In the case of the mountain pine beetle outbreak and most other forest insect disturbances, mortality is limited to one or a few species of obligate host tree species. Depending on the complexity of forest composition and structure, a wide range of tree species and tree sizes (collectively known as “secondary structure”) may survive the insect outbreak [43]. Even though many lodgepole pine trees are found in even-aged fire-origin stands, pre-logging surveys conducted in central British Columbia reveal that between 40% and 60% of pine stands have high densities of tree seedlings and saplings in the understory [50,51]. In other words, half of these forests are not “dead” (even if just talking about trees, to the exclusion of other plant and animal species) in the wake of the pine beetle, and require no assistance to regenerate. Conversely, half of the pine-leading stands in central British Columbia appear to be less than fully stocked with advance regeneration. Natural regeneration in such stands is likely to be lengthy and spotty, largely dependent on the dispersal and germination of tree seeds after moss-dominated forest floors break down [52]. Such areas with poor prospects for the release or natural regeneration of trees are logical priorities for artificial regeneration. From a conservation biology perspective, however, beetle-killed or severely burned forests with delayed tree regeneration also contribute important habitat diversity to the landscape [34,40].

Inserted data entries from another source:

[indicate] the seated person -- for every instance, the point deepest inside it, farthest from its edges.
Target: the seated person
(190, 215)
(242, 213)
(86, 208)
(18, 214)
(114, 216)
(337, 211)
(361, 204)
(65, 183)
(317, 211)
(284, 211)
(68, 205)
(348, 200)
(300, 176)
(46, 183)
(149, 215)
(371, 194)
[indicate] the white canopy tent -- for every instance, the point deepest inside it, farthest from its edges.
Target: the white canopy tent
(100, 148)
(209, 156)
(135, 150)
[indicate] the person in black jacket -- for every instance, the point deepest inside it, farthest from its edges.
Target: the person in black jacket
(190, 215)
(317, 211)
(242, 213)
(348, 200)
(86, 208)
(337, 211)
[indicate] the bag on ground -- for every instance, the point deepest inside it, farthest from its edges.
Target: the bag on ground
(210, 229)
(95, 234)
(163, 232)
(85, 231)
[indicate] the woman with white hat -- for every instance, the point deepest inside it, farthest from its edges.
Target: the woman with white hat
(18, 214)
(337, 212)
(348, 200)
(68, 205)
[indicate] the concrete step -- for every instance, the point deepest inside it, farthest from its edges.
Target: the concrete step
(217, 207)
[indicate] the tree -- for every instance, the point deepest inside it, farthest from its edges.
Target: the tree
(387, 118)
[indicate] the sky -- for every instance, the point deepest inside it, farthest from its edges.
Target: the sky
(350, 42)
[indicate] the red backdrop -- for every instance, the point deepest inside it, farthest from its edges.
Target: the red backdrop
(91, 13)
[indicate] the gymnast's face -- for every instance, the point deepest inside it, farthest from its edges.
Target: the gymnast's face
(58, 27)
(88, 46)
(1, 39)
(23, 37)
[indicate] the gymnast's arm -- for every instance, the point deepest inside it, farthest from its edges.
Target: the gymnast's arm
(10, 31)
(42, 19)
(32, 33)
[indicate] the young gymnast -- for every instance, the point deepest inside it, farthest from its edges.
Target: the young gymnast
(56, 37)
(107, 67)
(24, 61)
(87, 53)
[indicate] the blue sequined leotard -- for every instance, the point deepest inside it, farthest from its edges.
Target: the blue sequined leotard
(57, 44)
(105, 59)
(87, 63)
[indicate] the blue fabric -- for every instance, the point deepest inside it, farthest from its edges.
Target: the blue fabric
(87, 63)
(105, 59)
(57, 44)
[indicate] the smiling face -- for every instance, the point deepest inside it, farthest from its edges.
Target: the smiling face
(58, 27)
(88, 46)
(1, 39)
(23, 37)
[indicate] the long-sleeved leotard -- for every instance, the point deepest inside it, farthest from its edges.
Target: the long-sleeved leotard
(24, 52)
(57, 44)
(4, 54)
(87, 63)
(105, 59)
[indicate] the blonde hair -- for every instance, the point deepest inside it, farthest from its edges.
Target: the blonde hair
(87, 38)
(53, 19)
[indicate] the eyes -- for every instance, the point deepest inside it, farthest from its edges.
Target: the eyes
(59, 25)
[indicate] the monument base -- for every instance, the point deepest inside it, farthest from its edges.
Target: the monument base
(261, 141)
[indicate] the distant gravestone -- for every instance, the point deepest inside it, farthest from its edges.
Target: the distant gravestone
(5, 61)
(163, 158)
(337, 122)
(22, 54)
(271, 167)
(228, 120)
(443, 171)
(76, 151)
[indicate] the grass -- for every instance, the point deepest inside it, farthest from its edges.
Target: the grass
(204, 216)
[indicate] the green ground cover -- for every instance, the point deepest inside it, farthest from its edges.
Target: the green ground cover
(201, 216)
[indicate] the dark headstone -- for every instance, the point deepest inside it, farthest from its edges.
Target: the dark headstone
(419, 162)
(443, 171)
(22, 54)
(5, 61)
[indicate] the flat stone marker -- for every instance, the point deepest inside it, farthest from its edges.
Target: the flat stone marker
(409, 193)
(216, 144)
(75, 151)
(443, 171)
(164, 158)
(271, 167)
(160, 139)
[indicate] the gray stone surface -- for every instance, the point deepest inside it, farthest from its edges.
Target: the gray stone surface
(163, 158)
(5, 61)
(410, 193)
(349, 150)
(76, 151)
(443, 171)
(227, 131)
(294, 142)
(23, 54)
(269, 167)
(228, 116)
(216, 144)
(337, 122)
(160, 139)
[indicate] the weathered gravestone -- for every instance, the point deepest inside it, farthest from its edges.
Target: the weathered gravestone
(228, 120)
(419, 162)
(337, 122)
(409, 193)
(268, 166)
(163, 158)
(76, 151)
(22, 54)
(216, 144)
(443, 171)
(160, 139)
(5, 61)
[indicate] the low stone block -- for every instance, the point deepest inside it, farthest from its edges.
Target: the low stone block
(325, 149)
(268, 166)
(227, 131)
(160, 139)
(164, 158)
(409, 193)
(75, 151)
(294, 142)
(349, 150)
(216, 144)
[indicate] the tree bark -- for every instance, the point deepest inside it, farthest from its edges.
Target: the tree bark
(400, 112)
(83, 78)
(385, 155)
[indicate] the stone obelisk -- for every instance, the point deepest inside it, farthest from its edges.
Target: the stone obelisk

In many cases, there is healthy natural vegetation, including trees, surviving and thriving on the site of forest disturbances caused by wind, ice storm or insects. That vegetation may or may not consist of species desired by the forest industry. Conversion of such sites to conifers or other desired crop species is better referred to as “rehabilitiation” rather than “restoration” [50]. Given that almost all of B.C.’s lodgepole pine dominated forests originated after widespread crown fires, true restoration (i.e., back to even-aged, densely stocked lodgepole pine forests) would similarly require the use of stand-replacing fire [53]. There has been widespread discussion and a few pilot projects (especially in provincial and national parks, but also on commercial forest lands) to use prescribed fire as a tool to control mountain pine beetle populations, renew the forest, and restore forest age-class structure to a more natural state [53,54,55]. However, if the climate is changing as the evidence now indicates [56], do we really want to restore the forest to a composition and structure that arose in response to conditions prevailing more than a century ago? Alternatively, if climate change projections are not sufficiently reliable and precise to design future forests [57], perhaps the best we can do is facilitate the natural adaptation of forest ecosystems to changing conditions.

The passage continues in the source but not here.